Ellos eran egoístas, muy egoístas y no les importaba nada más que sus indecorosas peleas. Se decían de todo lo que se pudiera desear, impresionando así a más de uno que era testigo de tan tamañas hazañas. Discutían por el dominio y el quién debía ser el que debía destacar en todas las tareas que debían hacerse.
Tareas que debían hacerse para sacar a flote a toda una vida y una vida que dependía de sus manos.
Y la fuente de la conciencia, en un tiempo como cualquier otro, e incapaz de soportar todo lo que presenciaba, con mudo y disimulado asombro, se apartó de ellos y los dejó a su suerte, sin importar cuanto pudieran reclamar. Y los habitantes de la dimensión de las maravillas, que los contrincantes gobernaban con huraño deseo, y que a veces les reclamaban sus imparciales decisiones, los vieron con otros ojos y se aterrorizaron.

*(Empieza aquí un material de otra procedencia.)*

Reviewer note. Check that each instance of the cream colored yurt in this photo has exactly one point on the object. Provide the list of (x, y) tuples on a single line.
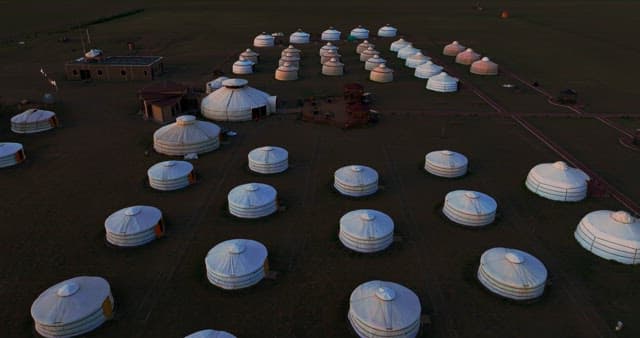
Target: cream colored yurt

Finalmente se habían quitado las vendas que los mantenía ciegos y se sintieron muy tristes.
El sabio y la flama habían sido tan malvados, que, al final de los finales, les dieron la espalda y también los dejaron a su suerte. Provocado el cambio de escenarios y al verse movidos por una revolución de voces y sentires que arremetieron contra su autoridad, provocaron que ellos dos, al final, desistiesen de luchar uno contra él otro.
Verse solos les hizo reflexionar sobre sus acciones. Se miraron muy de cerca, y cara a cara, durante largo tiempo; y entonces sin más, se abrazaron sin importar el daño que pudieran hacerse el uno al otro. Y pidieron perdón por los pecados que habían cometido, contra ellos y contra la entereza de todos los que dependían de ellos dos.
Ahora, se cuenta, que la flama es sostenida por el sabio que, sin lugar a dudas, puede apagarla cuando lo desee; ella confía en él y ya no es tan mezquina. Se ha vuelto la luz y los susurros de su corazón. Y el sabio, que ya no es egoísta, la hace bailar entre sus manos, con el empeño que algún día se hagan un solo ser hecho de fuego y plomo, de niebla y nubes, de plata y oro. Un símbolo de esperanza para todos los que los vieron pelear en un érase una vez.